Averbação pré-executória serve de espaço para diálogo entre PGFN e contribuinte

Averbação pré-executória serve de espaço para diálogo entre PGFN e contribuinte




Na atual conjuntura em que termos como pacificação dos conflitos, difusão da cultura da mediação, busca pela solução autocompositiva, do diálogo entre as partes, mais explicitamente do princípio da cooperação, textualizado no artigo 6º do Código de Processo Civil, solidificando o dever de cooperação na busca por solução, independentemente do interesse (no desfecho a favor da parte), a Lei 13.606, de 2018, expõe as vísceras da desconfiança e reatividade que pautam a relação entre contribuinte e administração tributária.
Efetivamente, nada obstante a necessidade de regulamentação das alterações promovias pela Lei 13.606, publicada no Diário Oficial da União de 10 de janeiro deste ano, no que diz respeito aos artigos 20-B e 20-C da Lei 10.522/02, a teor do artigo 20-E, uma avalanche de críticas e pechas foram lançadas, de forma passional, em detrimento de um ponto isolado destacado de um conjunto harmonioso e orgânico que objetiva romper com o paradigma de litigiosidade.
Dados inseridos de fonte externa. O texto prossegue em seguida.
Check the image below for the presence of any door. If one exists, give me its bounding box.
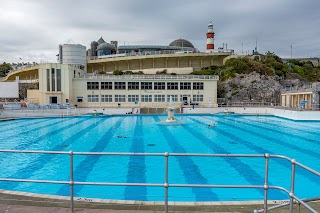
[182,96,188,105]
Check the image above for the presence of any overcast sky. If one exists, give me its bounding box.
[0,0,320,63]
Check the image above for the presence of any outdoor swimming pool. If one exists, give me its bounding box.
[0,115,320,201]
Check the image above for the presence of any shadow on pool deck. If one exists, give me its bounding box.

De forma paradoxal, nada obstante o artigo 25 da Lei 13.606, de 2018, tenha trazido inovações à Lei 10.522, de 2002, inserindo-as logo após os artigos 18 e 19, reputados as cláusulas fundamentais da política institucional de redução de litigiosidade, atuação racional, eficiente e efetiva, de respeito aos precedentes e aos direitos reconhecidos judicial ou administrativamente aos contribuintes, nas primeiras horas foi objeto de cruzada judicial precipitada: ação popular em patente desvio de finalidade, já extinta, mandado de segurança coletivo e outros tantos individuais, todos contra lei em tese e afrontando Súmula 266 do STF e, até o momento, duas ADIs.
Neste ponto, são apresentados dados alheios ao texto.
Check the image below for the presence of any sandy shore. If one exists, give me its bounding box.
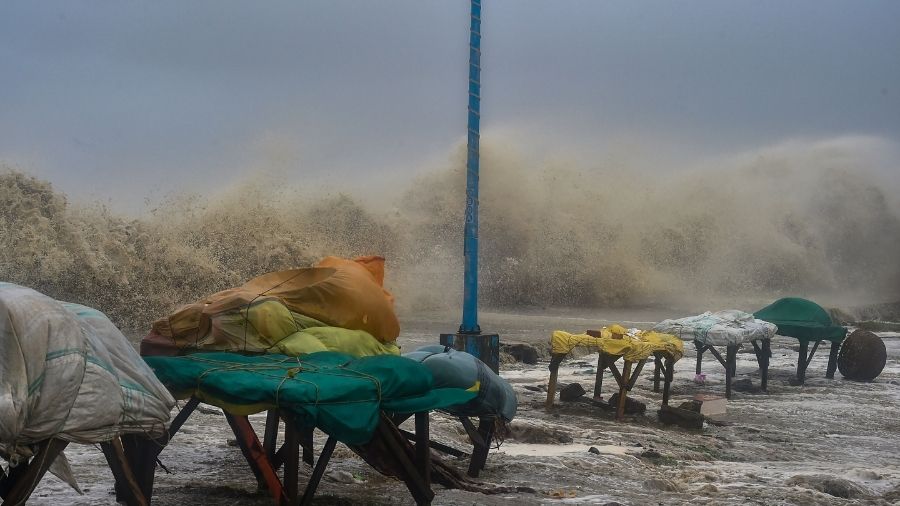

Ou seja, mesmo sendo inegável o espectro de regulamentação do artigo 20-E da Lei 10.522, de 2002, muito mais amplo do que se poderia intuir de uma primeira leitura apressada, porquanto ele sinaliza no sentido da existência de um microssistema de cobrança da Dívida Ativa, atribuindo organicidade a um conjunto de dispositivos e leis esparsas, limitou-se a celeuma a uma parcela de inciso de parágrafo de artigo de lei isolado.
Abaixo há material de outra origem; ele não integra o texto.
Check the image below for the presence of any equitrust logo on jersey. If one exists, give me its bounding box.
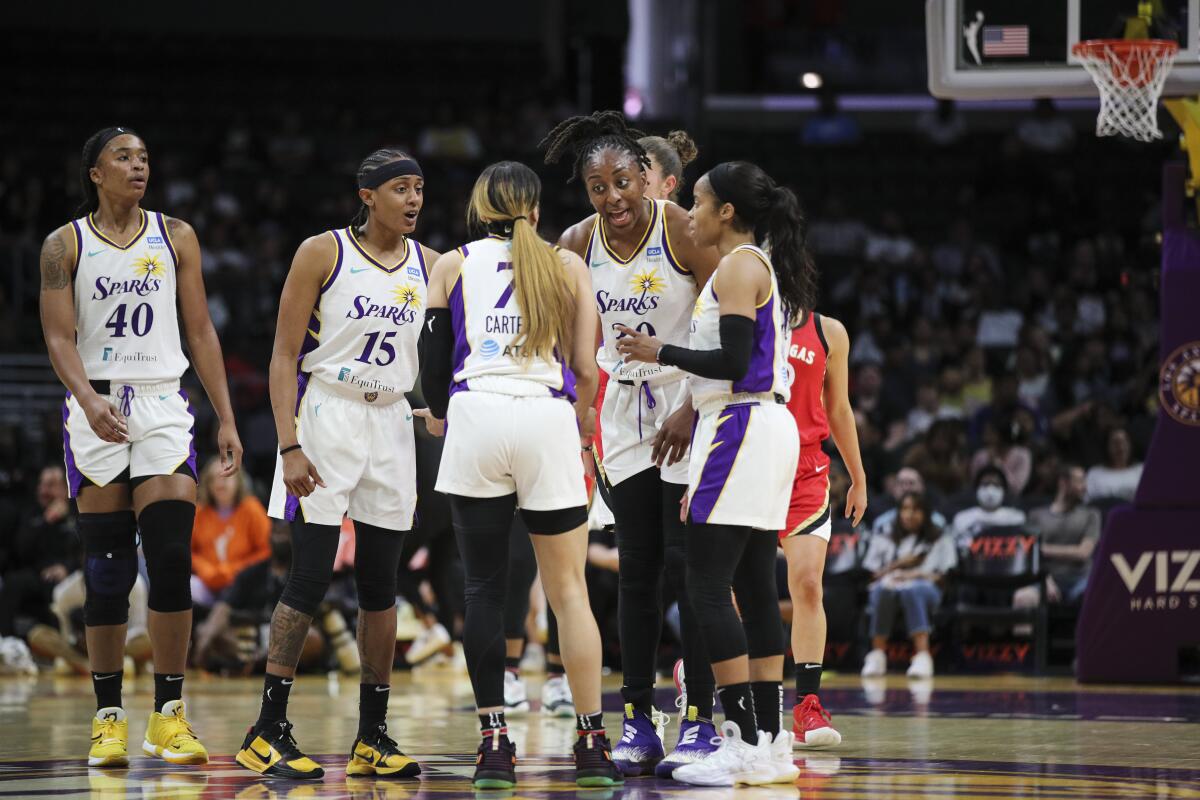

A rigor, na concepção desse microssistema, a regulamentação de que trata o artigo 25-E deve levar em consideração não apenas o regramento desde o nascimento da Dívida Ativa enquanto crédito devidamente inscrito após rigoroso controle de legalidade até às ultimas providências da cobrança judicial que, invariavelmente, resultará na extinção do crédito, seja pela satisfação, seja pela prescrição, mas a moldura e limite legal desse instituto duramente questionado, segundo os limites atribuídos por esse mesmo conjunto normativo.
Mesmo nesse cenário, inegavelmente decorrente da relação conflituosa, fruto da cultura do litígio que se pretende superar, críticas manifestamente infundadas são lançadas, nada obstante pudessem ser evitadas pela singela reflexão de parte a parte.
Por exemplo, insinuações de “contrabando legislativo”, são sintomas desse estado de coisas: administração tributária supostamente tachando todo devedor de sonegador, contribuinte vislumbrando a sanha arrecadatória, quase expropriatória, em cada ato da administração.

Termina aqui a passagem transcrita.